Aslında uzunca bir süre önce Gemi Gaz Türbinleri konusunu kısaca ele aldıktan sonra meselenin Dizel Motorları kapsayan tarafı hususunda da birşeyler söylemek daha gerekli hâle gelmişti. Her ne kadar mevzu şimdilik sadece yüzeysel olarak ele alınabilecek olsa da geçen zaman zarfında konuyu bir miktar toparlayıp, hazırlayabilmek ancak bugünlerde mümkün olabildi.
Türkiyenin bildiğim kadarıyla ilk (ama belki daha öncesi de olabilir) dizel motoru, muhtemelen bu yazıyı okumakta olanların pek çoğunun babaları dahî henüz dünyaya gelmeden önce Şâkir Zümre şirketi tarafından imâl edilmişti bile. Ama bu son derece tehlikeli(!) gelişmenin hemen durdurulması gerekiyordu:
Şâkir Zümre, Cumhuriyetin ilk döneminde sanayi ve bilhassa savunma sanayii alanında ülkedeki son derece kısıtlı imkânlarla çok değerli çalışmalar gerçekleştirmiş ve ilk dizel motor yanında, uçak bombalarından tabancalara kadar pek çok alanda milli üretim yapmış olsa da 1940'larda devlet bütün bu çalışmaları güçlü bir baskı ile durdurdu. Şâkir Zümre'nin de âkıbeti Nuri Demirağ, Vecîhi Hürkuş ve benzerleri gibi olmuştu. Eğer boyun eğmeseydi muhtemelen sonu Nuri Killigil gibi olacaktı.
Sadece birkaç sene öncesine kadar bu insanların isimleri bile tamamen unutulmuştu, en azından son yıllarda bu kişiler hakkında yayınlanmaya başlayan bazı kitaplar vasıtasıyla, çok geç de olsa biraz bilinir hâle geldikleri söylenebilir.
Velhasıl Şâkir Zümre için, kendisini düşman bellemiş zamanın devlet bürokrasisi ile baş edemeyeceğine göre, yoluna soba vesaire üreterek devam etmekten başka bir çâre de kalmamış ve Türkiyenin bilinen ilk Dizel Motor macerası da çok uzun zaman önce tam bu noktada sonlanmıştı.
Bu düzenin geçmişte kaldığını, şimdi herşeyin güllük gülistanlık olduğunu düşünmek de saflık olur doğrusu, günümüzden küçük ve sıradan bir numune isteyen ise mesela Parya başlıklı makaleye de bir göz atabilir.
Resim.1) Azerbaycan Sahil Muhafaza Kuvvetlerinin İsrail'den aldığı Shaldaq sınıfı araçlardan biri.

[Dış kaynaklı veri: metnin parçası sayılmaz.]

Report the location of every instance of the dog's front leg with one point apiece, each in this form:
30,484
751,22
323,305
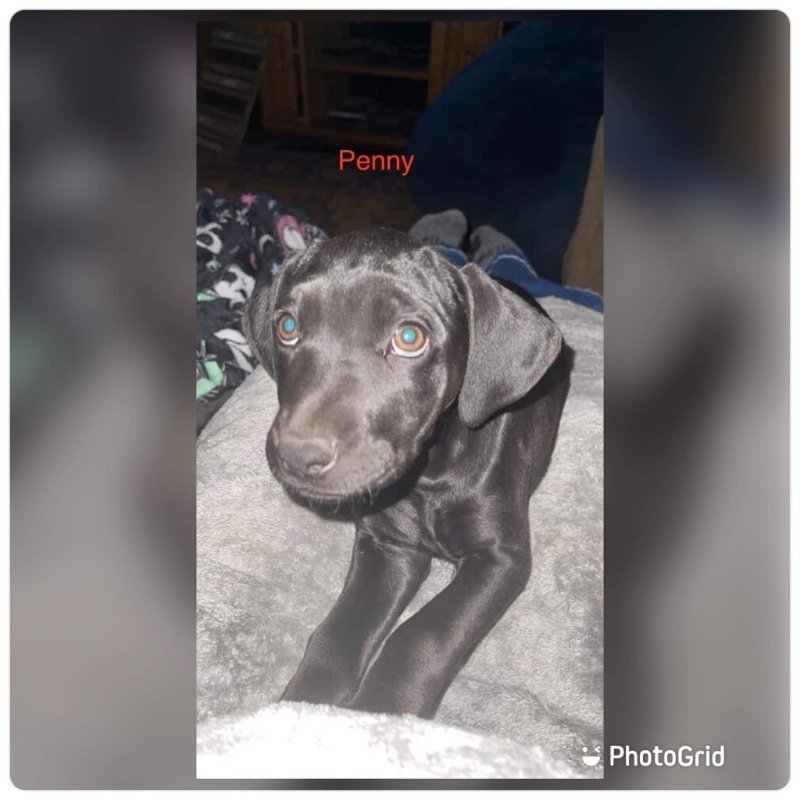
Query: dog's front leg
383,578
421,658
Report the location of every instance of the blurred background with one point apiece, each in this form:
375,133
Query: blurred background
103,190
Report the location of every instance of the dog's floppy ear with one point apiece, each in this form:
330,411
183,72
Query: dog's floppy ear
257,323
259,309
511,346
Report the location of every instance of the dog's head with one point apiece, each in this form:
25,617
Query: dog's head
370,338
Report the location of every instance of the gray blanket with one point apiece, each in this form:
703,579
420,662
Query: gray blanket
269,570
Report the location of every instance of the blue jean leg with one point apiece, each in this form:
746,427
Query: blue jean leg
517,270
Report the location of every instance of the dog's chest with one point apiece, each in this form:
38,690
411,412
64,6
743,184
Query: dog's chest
471,481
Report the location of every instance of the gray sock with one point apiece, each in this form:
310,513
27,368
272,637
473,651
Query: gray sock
486,244
446,227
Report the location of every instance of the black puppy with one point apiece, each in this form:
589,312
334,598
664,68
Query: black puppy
429,397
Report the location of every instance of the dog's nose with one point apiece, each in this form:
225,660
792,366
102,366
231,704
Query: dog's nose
307,456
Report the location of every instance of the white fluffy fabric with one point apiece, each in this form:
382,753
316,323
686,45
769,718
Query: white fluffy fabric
269,571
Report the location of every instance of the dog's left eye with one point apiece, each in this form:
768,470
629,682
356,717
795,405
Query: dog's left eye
409,341
287,329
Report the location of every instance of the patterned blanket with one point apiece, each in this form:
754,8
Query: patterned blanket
239,242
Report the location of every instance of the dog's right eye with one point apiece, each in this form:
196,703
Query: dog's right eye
288,333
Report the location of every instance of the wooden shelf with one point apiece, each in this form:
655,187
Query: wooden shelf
308,69
321,131
408,73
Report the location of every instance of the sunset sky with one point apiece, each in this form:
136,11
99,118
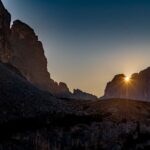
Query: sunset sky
87,42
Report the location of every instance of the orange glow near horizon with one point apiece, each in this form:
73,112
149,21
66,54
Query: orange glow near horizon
127,79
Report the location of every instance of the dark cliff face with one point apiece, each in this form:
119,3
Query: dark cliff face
20,47
138,88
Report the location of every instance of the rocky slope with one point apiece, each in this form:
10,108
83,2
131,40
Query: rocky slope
19,45
137,88
78,94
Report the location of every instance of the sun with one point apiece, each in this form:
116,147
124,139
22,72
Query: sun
127,79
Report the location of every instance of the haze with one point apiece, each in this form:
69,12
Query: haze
88,42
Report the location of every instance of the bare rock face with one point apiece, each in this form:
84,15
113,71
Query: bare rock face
5,19
20,47
78,94
29,58
137,88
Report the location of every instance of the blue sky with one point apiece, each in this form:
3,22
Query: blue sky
87,42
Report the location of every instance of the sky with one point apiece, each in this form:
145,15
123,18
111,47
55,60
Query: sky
87,42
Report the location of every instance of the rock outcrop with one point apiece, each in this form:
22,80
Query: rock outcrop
19,46
78,94
137,88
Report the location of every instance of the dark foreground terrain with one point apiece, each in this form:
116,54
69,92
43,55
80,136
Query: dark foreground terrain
31,119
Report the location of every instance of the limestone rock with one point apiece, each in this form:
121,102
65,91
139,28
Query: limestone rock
78,94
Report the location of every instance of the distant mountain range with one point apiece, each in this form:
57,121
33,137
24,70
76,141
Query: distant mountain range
138,88
20,47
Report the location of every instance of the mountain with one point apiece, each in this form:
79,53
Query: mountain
78,94
20,99
137,88
20,46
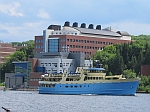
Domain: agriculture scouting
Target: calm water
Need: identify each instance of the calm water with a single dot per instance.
(31, 101)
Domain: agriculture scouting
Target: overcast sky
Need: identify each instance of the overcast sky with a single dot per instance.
(21, 20)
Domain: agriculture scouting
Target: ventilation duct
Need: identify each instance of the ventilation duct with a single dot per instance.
(67, 23)
(75, 24)
(98, 27)
(91, 26)
(83, 25)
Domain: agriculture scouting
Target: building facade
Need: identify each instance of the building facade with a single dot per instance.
(5, 50)
(78, 39)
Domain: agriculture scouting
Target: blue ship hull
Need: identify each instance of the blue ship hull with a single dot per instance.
(102, 88)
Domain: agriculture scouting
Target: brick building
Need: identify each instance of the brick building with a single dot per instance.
(5, 50)
(78, 39)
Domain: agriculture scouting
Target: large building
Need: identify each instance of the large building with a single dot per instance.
(78, 39)
(5, 50)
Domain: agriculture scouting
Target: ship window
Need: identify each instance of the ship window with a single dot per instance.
(75, 86)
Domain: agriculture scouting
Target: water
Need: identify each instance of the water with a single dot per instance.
(31, 101)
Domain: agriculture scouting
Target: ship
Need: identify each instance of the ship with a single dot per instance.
(87, 81)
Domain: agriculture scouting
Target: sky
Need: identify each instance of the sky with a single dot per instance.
(22, 20)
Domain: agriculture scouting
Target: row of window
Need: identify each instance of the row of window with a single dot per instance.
(88, 41)
(39, 41)
(55, 64)
(35, 79)
(85, 47)
(69, 86)
(39, 46)
(57, 33)
(79, 52)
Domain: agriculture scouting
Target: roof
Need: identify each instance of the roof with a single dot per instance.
(123, 33)
(97, 32)
(95, 69)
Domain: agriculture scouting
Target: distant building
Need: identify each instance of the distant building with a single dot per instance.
(76, 39)
(5, 50)
(145, 70)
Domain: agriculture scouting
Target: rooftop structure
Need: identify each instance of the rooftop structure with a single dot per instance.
(78, 39)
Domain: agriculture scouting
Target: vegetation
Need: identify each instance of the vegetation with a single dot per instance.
(20, 55)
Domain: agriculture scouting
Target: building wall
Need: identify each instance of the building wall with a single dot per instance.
(12, 81)
(34, 78)
(5, 50)
(38, 44)
(145, 70)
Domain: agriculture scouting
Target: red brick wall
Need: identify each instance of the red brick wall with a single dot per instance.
(5, 50)
(40, 38)
(34, 76)
(145, 70)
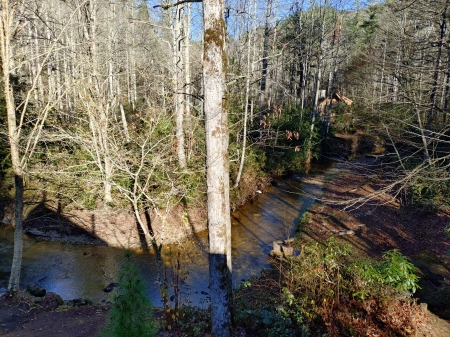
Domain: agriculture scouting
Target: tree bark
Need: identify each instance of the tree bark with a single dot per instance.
(217, 167)
(6, 29)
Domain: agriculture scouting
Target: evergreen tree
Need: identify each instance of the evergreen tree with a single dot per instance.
(131, 313)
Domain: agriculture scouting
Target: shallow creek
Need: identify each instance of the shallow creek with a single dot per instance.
(75, 271)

Bal tutan parmağını yalar, vasıta üzerindeki bütün elektronikler ve silah sistemleri de hâliyle İsrail üretimi. [2]
Yazının çok fazla uzamaması için, uzunca bir zaman dilimini atlayarak günümüze dönüp konuya biraz değişik ama doğrudan bağlantılı başka bir açıdan devam edilirse; Türkiye Azerbaycan'a Güney Kore lisansı ile ürettiği kundağı motorlu Fırtına toplarını satmak istediğinde beklendiği gibi hemen sorun çıktı. Almanlar, aracın içindeki kendi üretimleri olan tahrik sistemi sebebiyle, hoop dediler, bu satışa izin vermiyoruz.
Tam da aynı dönem içinde Azerbaycan, Hazar Denizinde büyük bir kıyı donanması kurmaya niyetlendi, ne de olsa artık petrolden gelen bol paraları mevcuttu. Doğrusu Türk gemi inşa sanayinin böyle bir ihtiyacın karşılanmasında, muhtelif sebeplerle en önde gelen aday olması bekleniyordu. Bununla birlikte sonuç beklendiği gibi olmaktan tamamen uzaktı, Türkiye Azerbaycan Donanmasına kibrit çöpü bile satamadı.
Resim.2) İsrail tarafından Azerbaycan'a satılan FPB-57 türevi hücumbotlardan biri. Daha büyük korvetlerin çalışmaları ise devam ediyor. [2]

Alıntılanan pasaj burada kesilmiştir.